Il recupero che conviene. C’è tutto un indotto che ha fiutato l’affare e che si è strutturato per dare una seconda vita a ciò che produciamo
Quanti materiali interessanti e costosi contiene un’auto, soprattutto se del tutto o parzialmente elettrica? Una vera miniera che sarebbe assurdo, oltre che dannoso ecologicamente, gettare in una discarica.
Fino a ieri: si costruiva e si gettava. Da oggi in poi: si costruisce e si recupera. Un cambiamento epocale, dettato non solo da motivazioni culturali o etiche. È più conveniente – anzi in alcuni casi necessario – adottare i principi dell’economia circolare, secondo i quali addirittura si pianifica l’intero ciclo di vita di un prodotto. Così già in sede di progettazione si scelgono determinati materiali che abbiano una chiara destinazione finale (la moda ad esempio fino a ieri è stata la più grande produttrice di beni non recuperabili); si selezionano sempre di più prodotti che non inficiano il successivo recupero; si predispone la catena di controllo dell’intero ciclo di vita fino a creare addirittura strutture adibite a riciclare il più possibile.
Questo vale in agricoltura e nel settore di trasformazione agroalimentare – dove scarti e residui o trovano nuovi utilizzi o diventano fonti energetiche (biometano) e compost fertilizzante –, ma anche in quei templi dell’industria “classica” che sono le fabbriche di automobili.

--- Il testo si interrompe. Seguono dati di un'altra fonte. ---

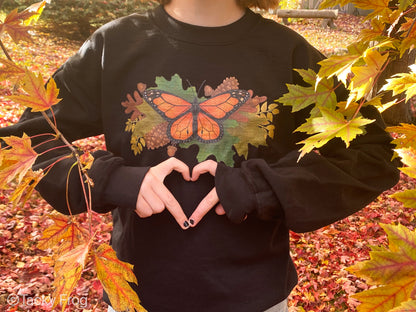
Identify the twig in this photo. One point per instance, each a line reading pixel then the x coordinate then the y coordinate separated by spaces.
pixel 5 51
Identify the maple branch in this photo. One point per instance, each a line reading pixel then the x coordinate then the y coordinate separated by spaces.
pixel 411 27
pixel 48 168
pixel 87 200
pixel 54 148
pixel 5 51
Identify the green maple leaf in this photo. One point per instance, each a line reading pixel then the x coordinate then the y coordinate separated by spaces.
pixel 300 97
pixel 249 132
pixel 403 83
pixel 217 148
pixel 340 65
pixel 175 86
pixel 150 119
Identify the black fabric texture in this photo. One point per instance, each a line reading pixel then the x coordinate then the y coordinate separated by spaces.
pixel 238 262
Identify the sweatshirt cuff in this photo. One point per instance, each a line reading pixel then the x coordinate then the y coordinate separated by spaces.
pixel 123 186
pixel 235 192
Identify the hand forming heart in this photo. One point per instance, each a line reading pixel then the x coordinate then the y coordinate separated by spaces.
pixel 154 196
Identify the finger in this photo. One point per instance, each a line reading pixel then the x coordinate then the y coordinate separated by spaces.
pixel 170 165
pixel 204 167
pixel 219 210
pixel 172 205
pixel 204 206
pixel 143 209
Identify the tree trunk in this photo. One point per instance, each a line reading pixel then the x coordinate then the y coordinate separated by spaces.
pixel 402 112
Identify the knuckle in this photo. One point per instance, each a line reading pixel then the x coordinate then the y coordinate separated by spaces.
pixel 170 201
pixel 143 213
pixel 158 208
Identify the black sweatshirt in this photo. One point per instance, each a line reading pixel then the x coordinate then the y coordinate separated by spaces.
pixel 157 87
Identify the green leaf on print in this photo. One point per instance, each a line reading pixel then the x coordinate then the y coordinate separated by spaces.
pixel 146 124
pixel 175 86
pixel 250 132
pixel 222 150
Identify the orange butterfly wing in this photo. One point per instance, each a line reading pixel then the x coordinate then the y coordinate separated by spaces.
pixel 223 105
pixel 215 109
pixel 166 104
pixel 202 120
pixel 182 128
pixel 174 109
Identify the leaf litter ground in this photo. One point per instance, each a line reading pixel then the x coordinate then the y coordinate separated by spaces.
pixel 320 256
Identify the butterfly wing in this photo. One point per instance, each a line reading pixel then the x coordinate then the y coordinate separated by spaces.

E così non stupisce che Stellantis abbia deciso di convertire la storica Mirafiori di Torino in un centro di rigenerazione di componenti elettroniche e meccaniche, dello smantellamento delle vecchie auto per il recupero di pezzi di ricambio, di manutenzione avanzata per le flotte di veicoli. Quanti materiali interessanti e costosi contiene un’auto, soprattutto se del tutto o parzialmente elettrica? Una vera miniera che sarebbe assurdo, oltre che dannoso ecologicamente, gettare in una discarica. E vogliamo parlare di metalli e minerali preziosi contenuti nelle batterie (di smartphone, computer, autoveicoli e quant’altro) o negli impianti elettrici che fanno funzionare migliaia di prodotti vari?

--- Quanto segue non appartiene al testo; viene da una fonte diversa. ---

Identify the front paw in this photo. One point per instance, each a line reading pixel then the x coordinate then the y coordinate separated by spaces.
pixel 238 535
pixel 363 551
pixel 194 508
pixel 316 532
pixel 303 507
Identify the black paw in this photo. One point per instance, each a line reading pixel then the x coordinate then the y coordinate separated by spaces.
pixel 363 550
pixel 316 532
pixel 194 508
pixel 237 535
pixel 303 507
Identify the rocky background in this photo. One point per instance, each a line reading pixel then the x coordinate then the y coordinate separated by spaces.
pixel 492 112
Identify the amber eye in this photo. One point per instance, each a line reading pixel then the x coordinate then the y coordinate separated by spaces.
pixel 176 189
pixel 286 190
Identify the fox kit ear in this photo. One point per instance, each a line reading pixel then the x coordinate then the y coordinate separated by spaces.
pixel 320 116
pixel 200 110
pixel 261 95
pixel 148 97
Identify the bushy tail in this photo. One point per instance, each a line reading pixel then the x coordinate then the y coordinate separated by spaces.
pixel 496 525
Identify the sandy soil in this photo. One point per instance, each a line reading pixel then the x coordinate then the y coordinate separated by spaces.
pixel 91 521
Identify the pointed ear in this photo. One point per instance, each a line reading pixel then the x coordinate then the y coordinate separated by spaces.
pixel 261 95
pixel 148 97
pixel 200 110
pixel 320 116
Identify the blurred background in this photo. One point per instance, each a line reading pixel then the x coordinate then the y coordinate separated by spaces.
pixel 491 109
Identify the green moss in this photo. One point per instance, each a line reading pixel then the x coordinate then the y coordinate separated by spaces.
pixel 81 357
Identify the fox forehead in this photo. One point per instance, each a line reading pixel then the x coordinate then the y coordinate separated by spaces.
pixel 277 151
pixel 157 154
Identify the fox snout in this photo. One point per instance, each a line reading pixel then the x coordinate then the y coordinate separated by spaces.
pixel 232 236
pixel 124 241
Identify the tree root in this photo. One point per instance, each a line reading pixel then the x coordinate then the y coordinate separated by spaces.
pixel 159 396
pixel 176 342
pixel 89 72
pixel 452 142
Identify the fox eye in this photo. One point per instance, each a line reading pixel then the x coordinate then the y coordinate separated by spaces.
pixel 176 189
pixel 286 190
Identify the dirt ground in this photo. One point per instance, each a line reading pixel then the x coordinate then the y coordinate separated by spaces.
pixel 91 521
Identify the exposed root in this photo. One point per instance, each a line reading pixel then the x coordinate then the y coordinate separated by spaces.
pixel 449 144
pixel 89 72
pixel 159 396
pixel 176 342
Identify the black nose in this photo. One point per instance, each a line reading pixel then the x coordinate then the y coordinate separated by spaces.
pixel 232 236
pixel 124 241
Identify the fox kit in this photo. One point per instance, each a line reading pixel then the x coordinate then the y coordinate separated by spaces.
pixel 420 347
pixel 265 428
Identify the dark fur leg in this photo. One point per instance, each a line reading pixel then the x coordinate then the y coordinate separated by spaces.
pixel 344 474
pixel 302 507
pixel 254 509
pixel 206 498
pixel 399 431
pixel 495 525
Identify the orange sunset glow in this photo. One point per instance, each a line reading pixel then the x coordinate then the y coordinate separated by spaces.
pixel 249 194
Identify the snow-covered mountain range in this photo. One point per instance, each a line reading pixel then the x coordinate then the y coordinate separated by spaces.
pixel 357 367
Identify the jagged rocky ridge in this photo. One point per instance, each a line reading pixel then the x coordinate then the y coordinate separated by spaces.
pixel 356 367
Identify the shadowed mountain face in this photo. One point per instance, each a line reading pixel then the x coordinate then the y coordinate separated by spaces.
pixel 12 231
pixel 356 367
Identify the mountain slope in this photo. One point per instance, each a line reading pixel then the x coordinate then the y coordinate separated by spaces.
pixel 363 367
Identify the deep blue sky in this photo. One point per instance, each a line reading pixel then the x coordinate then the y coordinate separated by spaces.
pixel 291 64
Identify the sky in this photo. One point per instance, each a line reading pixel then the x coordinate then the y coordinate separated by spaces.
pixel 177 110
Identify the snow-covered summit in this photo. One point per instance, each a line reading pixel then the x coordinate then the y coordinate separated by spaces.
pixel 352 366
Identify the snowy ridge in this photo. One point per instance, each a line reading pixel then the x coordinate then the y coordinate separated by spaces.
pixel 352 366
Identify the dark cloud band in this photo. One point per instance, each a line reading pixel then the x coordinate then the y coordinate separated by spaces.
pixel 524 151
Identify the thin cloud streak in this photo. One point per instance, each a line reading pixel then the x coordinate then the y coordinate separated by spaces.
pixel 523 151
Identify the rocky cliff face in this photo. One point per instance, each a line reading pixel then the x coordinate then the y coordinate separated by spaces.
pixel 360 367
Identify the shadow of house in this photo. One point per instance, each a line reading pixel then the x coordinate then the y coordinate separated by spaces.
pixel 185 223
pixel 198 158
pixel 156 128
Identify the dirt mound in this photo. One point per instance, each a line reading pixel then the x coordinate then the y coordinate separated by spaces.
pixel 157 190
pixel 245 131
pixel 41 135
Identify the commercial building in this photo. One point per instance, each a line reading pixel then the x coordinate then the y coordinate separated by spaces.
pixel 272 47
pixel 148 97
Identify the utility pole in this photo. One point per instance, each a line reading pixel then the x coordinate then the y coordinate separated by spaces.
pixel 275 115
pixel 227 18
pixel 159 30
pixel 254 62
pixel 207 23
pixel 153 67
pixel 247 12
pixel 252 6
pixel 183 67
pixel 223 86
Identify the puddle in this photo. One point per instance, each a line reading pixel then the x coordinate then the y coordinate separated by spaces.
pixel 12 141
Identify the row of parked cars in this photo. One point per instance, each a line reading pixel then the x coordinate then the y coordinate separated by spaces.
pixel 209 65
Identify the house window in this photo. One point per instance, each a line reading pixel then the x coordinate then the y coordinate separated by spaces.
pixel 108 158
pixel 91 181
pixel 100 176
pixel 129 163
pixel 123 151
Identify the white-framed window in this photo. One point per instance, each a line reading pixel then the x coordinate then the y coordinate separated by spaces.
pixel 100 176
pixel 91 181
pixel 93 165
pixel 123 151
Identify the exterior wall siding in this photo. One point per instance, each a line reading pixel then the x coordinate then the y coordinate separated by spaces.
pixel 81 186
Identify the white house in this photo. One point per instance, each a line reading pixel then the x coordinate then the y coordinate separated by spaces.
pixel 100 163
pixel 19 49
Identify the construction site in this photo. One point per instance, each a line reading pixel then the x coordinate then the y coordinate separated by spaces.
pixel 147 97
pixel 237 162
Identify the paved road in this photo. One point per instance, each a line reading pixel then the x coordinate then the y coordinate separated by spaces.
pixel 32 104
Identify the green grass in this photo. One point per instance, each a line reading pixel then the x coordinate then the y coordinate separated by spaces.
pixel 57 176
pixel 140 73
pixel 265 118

C’è tutto un indotto che ha fiutato l’affare e che si è strutturato per dare una seconda vita a ciò che produciamo, che poi in molti casi è la seconda di una serie infinita di vite. In qualche caso è la stessa legge a prevedere che olii industriali, pneumatici o componenti elettrici entrino dentro un concetto pratico di economia circolare: si produce, si recupera, si riutilizza.

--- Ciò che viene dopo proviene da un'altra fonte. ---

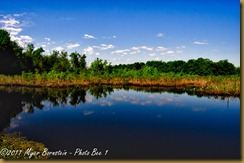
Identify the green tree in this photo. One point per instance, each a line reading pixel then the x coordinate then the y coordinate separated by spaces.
pixel 10 53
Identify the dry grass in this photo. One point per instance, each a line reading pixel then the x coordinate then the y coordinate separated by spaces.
pixel 216 85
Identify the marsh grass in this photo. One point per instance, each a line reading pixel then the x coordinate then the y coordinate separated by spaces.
pixel 216 85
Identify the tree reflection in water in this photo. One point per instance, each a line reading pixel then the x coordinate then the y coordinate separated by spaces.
pixel 14 100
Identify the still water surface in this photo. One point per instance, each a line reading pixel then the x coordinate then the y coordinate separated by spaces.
pixel 124 123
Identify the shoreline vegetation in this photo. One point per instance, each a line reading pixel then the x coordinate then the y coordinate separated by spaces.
pixel 31 68
pixel 209 85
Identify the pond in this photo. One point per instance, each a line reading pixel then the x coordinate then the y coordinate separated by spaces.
pixel 104 122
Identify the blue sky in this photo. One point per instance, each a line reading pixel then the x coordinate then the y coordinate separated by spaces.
pixel 127 31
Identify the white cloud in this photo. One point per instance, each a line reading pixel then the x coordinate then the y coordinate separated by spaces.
pixel 48 39
pixel 122 51
pixel 200 43
pixel 10 24
pixel 142 48
pixel 59 48
pixel 12 30
pixel 160 48
pixel 89 50
pixel 152 54
pixel 87 36
pixel 169 52
pixel 104 46
pixel 22 40
pixel 114 37
pixel 71 46
pixel 160 35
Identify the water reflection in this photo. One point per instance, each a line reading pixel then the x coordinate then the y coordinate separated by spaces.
pixel 132 122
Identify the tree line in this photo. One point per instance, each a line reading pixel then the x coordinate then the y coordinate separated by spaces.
pixel 15 60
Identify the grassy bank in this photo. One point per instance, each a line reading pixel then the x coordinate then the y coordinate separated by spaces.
pixel 13 146
pixel 215 85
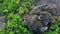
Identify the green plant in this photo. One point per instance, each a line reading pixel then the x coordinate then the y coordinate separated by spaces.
pixel 55 29
pixel 13 9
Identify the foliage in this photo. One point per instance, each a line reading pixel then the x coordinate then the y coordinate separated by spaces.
pixel 13 9
pixel 55 29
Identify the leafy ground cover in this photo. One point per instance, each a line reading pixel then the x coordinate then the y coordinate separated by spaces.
pixel 13 10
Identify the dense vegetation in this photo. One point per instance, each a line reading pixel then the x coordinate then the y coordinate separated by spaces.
pixel 13 10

Le risorse della Terra non sono infinite: non ci voleva il genio della lampada per farcelo capire. La vera questione è un’altra: il “privato” si sta attrezzando e sta sposando ambientalismo con fatturati, scelte ecologiche con risparmi concreti. Il pubblico invece ancor oggi non riesce a trasformare la banale “monnezza” in una risorsa, in una miniera di opportunità piuttosto che in un attentato all’ambiente e alla salute collettiva. Così ci sono Comuni veneti che differenziano oltre l’80% dei rifiuti raccolti, e la provincia di Palermo ferma al 29%. Il resto in discarica come al tempo degli antichi Romani. E di quelli moderni.